Ⅰ号戦車B型
Pz.Kpfw.I  Ausf.B

車  台   Chassis
○車台パーツの比較

 車台パーツは車台(シャーシ)とフェンダーが一体となっており、イタレリも同様な構成です。
 そこで、ドラゴンとイタレリのパーツを比較してみました。何とドラゴンのフェンダーは約2mm(滑り止めの縞鋼板部分は約4mm)短く(写真15)、車台底板の長さも約2mm短いことが分かりました(写真16)。このパーツは自走砲(6230)以降、パーツIからパーツXに変更されましたが、少し彫りが深くなった以外、寸法は変わっていないようです。
車台比較
車台比較2
 寸法確認のため、PANZER TRACTS №1-1(以下「PT」)の四面図を確認してみました(写真17)。
車台比較3
 なお、図面の縮尺が24分の1なので、約68%縮小したところ、フェンダーの長さはイタレリのパーツとピッタリ合います。参考までに他の図面と比較しても同じ結果でした。
 もう一つ気になったのは、車台前部装甲板のパーツです。これも同様に比較してみました(写真18)。
全部比較
 なお、トライスターのキットはB型ではなく、A型ですが、このパーツ寸法は実車でも同じはずです。このパーツ比較ではトライスター、イタレリ、ドラゴンの順で高さ寸法が大きくなっており、イタレリとドラゴンのパーツは約1mmの差でした。PTとの図面比較でもイタレリがほぼピッタリ。この他、車台底部からフェンダーまでの高さもドラゴンでは約1mm大きい結果となりました。
 PTの発行は2002年で、ドラゴンの最初のキットの発売が2004年なので、ドラゴンで実車取材時に計測していたとしても、確認できたはずです。なぜ、このような重要なパーツが改修されずに今日まで使用された理由として考えられるのは、このパーツが高価なスライド金型を使用しているからでしょう。
 なお、ドラゴンのキットのこの寸法差は前後のマッドフラップの形状で帳尻を合わせ、前部マッドフラップの先端から後部マッドフラップの後端までの長さである全長はPTの図面と同じにしています。

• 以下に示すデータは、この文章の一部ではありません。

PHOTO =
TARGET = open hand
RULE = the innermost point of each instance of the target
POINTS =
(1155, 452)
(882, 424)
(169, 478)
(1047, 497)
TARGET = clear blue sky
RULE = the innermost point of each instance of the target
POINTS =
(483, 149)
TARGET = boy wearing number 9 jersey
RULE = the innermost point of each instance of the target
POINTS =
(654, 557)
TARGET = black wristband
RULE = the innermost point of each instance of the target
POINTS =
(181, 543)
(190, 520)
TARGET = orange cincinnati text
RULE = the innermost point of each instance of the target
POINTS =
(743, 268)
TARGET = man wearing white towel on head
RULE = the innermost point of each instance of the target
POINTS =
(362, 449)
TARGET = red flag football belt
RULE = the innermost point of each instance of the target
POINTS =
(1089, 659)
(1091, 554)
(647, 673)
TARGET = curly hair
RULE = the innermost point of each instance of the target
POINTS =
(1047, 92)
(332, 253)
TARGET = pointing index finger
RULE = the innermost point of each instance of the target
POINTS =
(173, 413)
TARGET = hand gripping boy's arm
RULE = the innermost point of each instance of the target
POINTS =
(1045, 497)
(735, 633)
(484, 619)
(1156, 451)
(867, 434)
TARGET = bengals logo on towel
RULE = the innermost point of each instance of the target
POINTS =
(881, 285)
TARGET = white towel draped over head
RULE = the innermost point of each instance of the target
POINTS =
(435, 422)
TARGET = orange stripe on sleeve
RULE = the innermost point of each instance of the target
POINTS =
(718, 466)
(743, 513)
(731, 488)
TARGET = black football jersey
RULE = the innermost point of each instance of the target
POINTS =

 最近のキットはどれも寸法的には問題ないはずですが、この比較結果には驚かされました。私自身も小さなパーツは除き、1mm程度であれば、許容範囲にしてますが、この事実を知った以上、修正する必要があります。また、この寸法問題は車台ばかりでなく、戦闘室などの上部構造物や砲塔の寸法にも影響を与えており、後々、私を苦しめることになりました。
○フェンダー
 フェンダーの再現については製作済みのA型から利用している アベールのエッチングパーツ(35A63)を使用して、これまでの作品との統一感を出すことにしました。
フェンダー
 このパーツはイタレリ/ズベズタ用で、取り付けると軽戦車のフェンダーのぺらぺら感が出ますが、アベールにはドラゴン用のパーツ(35067)もあるので、購入するには注意が必要です。
 エッチングパーツの折り曲げには、愛用のシェブロンH&F(写真19)を利用し、
フェンダー1
各パーツの接合はアドラーズネストの六角ボルトヘッドSSSを使用し、半田付けしました(写真20, 21)。
フェンダー2
フェンダー3
○車台パーツの修正  
 車台パーツは製作した9台のうち、4.7cm自走砲2台はイタレリのパーツを利用し、残り7台はドラゴンのパーツを利用しました。車台パーツと一体化しているフェンダーの切り離しはノコ、モーターツール、ヒートペンと試しましたが、超音波小型カッターが一番簡単に切り離すことができました(写真22)。なお、超音波小型カッターは切断面が少し溶けるので注意が必要です。
車台
 ドラゴンのパーツでは車台を延長する必要があったので車体後部で切断し、エバーグリーンのプラ材(1.5×2.0mm)を挟んで接着しました(写真23)。
車台2
 そして、エッチング製のフェンダーとプラ製の車台との接合は金属用接着剤の他にアドラーズネストの六角ボルトヘッドSSSを釘代わりに利用して、接合面を補強しました(写真24)。